Vi ricordate del DNA di cui abbiamo parlato prima? I progetti avranno un vantaggio competitivo a medio e lungo termine? Saremo in grado di ripetere il tanto idolatrato modello “ponte di Genova”? Sono queste alcune delle domande da porre nell’analisi del nuovo scenario urbano che sta per prendere vita.
Una città “startup” per una nuova Italia
Creare una “nuova città” e, di conseguenza, una “nuova Italia” deve voler dire, prima di tutto, scrivere una nuova storia. Il vantaggio principale è quello di avere la chance di non ripetere gli stessi errori del passato e, principalmente, di mitigare i problemi delle città già esistenti. Dobbiamo pensare a città autosufficienti (in primo luogo economicamente) basate sui principi della sostenibilità e, principalmente, della resilienza. Città indipendenti che siano forti per natura, con una comunità coinvolta e che non abbia necessariamente bisogno di una “madre Roma” per sopravvivere.

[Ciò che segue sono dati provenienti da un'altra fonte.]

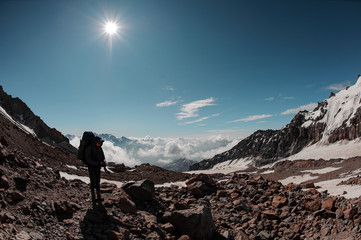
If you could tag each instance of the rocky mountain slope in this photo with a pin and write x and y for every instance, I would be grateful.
(334, 119)
(37, 203)
(179, 165)
(21, 113)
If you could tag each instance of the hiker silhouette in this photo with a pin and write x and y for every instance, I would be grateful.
(95, 159)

Il segreto è quello di pensare alle soluzioni partendo dai problemi, prestando attenzione alle lezioni imparate dalle crisi passate (e attuali) e concentrandosi sulle migliori pratiche di mercato. Suona familiare? Sì, si tratta proprio dell’essenza fondamentale delle startup. Quindi, perché non pensare a una Città Startup?

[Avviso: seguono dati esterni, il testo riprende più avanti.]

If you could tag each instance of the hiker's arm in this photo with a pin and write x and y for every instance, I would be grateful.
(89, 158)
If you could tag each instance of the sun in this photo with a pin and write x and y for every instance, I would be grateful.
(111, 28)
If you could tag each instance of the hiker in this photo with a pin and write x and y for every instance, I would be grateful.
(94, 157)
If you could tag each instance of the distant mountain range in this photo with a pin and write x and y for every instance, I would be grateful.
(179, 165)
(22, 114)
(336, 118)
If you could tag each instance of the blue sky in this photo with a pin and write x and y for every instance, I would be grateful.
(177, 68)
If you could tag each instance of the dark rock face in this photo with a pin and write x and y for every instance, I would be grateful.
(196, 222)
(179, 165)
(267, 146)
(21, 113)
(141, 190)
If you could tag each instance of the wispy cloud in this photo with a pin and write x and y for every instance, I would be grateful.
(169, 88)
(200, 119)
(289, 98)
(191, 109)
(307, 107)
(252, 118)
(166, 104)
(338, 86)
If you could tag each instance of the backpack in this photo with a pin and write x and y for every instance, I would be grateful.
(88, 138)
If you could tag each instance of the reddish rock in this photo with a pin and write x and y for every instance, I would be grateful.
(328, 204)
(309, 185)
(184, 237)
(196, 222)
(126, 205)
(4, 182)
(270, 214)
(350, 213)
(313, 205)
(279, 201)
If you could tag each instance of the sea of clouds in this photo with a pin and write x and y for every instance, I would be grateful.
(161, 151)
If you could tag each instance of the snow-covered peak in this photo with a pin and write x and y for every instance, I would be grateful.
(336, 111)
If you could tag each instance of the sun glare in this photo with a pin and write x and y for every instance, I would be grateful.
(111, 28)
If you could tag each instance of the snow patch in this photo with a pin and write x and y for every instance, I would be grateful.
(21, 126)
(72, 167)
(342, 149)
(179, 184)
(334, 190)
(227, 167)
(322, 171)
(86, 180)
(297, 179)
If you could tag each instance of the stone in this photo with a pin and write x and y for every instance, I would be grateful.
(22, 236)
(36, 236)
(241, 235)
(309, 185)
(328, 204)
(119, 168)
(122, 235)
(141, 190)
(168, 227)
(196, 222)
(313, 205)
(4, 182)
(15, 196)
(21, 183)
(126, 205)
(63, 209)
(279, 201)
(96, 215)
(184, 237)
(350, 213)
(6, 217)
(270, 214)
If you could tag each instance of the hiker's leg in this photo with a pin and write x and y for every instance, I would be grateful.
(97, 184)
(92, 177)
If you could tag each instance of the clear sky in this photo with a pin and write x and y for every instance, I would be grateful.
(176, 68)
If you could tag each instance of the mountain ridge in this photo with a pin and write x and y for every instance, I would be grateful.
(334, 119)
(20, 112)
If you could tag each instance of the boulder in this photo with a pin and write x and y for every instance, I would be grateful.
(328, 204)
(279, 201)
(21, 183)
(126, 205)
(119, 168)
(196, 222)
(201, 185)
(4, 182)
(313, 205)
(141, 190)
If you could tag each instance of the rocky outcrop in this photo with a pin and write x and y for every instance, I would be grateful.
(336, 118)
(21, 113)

Qui è necessario introdurre un concetto che viene sviluppato e implementato dal 2016. Si chiama “City SmartUp“, ed è ben più di un semplice gioco di parole. Si tratta dell’unione di due concetti attuali: quello delle Smart Cities (città intelligenti) e quello delle imprese Startup. In pratica, si tratta di rivedere le città esistenti o di progettare nuove città secondo quattro passi che affondano le radici nei moderni principi dell’imprenditorialità, dell’innovazione e della resilienza che troviamo nella gestione delle Startup. Ovvero:
- decifrare e potenziare il DNA della città;
- progettare ed eseguire i progetti in modo semplice e obiettivo;
- cercare partner strategici;
- cambiare la mentalità dell’ecosistema mediante lo sviluppo di partenariati pubblico-privati (dall’inglese Public-Private Partnerships PPP), però adesso con un quarto elemento: le persone, o meglio i cittadini. Stiamo parlando del nuovissimo concetto chiamato PPPP.
La verità è che i progetti moderni e curati non saranno sufficienti a garantire il successo delle nostre nuove città post-crisi. È necessario avere uno scopo, un’idea centrale che aiuti a scrivere le prime righe della nuova storia (post-COVID-19) o, perché no, le righe che riscriveranno il DNA urbano italiano. L’analogia è diretta: se nella genetica la prospettiva di riscrivere la sequenza del DNA umano ci dà la possibilità di sognare una vita senza malattie, per le città l’opportunità di creare centri urbani ottimizzati (riscrivendo il DNA urbano difettoso delle città odierne) potrà portare a un miglioramento della qualità della vita. E, in questo momento difficile che stiamo vivendo, non c’è davvero niente di meglio per ricominciare.
È giunto il momento di pensare alle città startup per l’Italia. E dico di più: se saranno ben progettate, nasceranno avendo già un killer pitch per gli investitori e con un super DNA sostenibile e a prova di future crisi. Diamo il via alle città Startup italiane!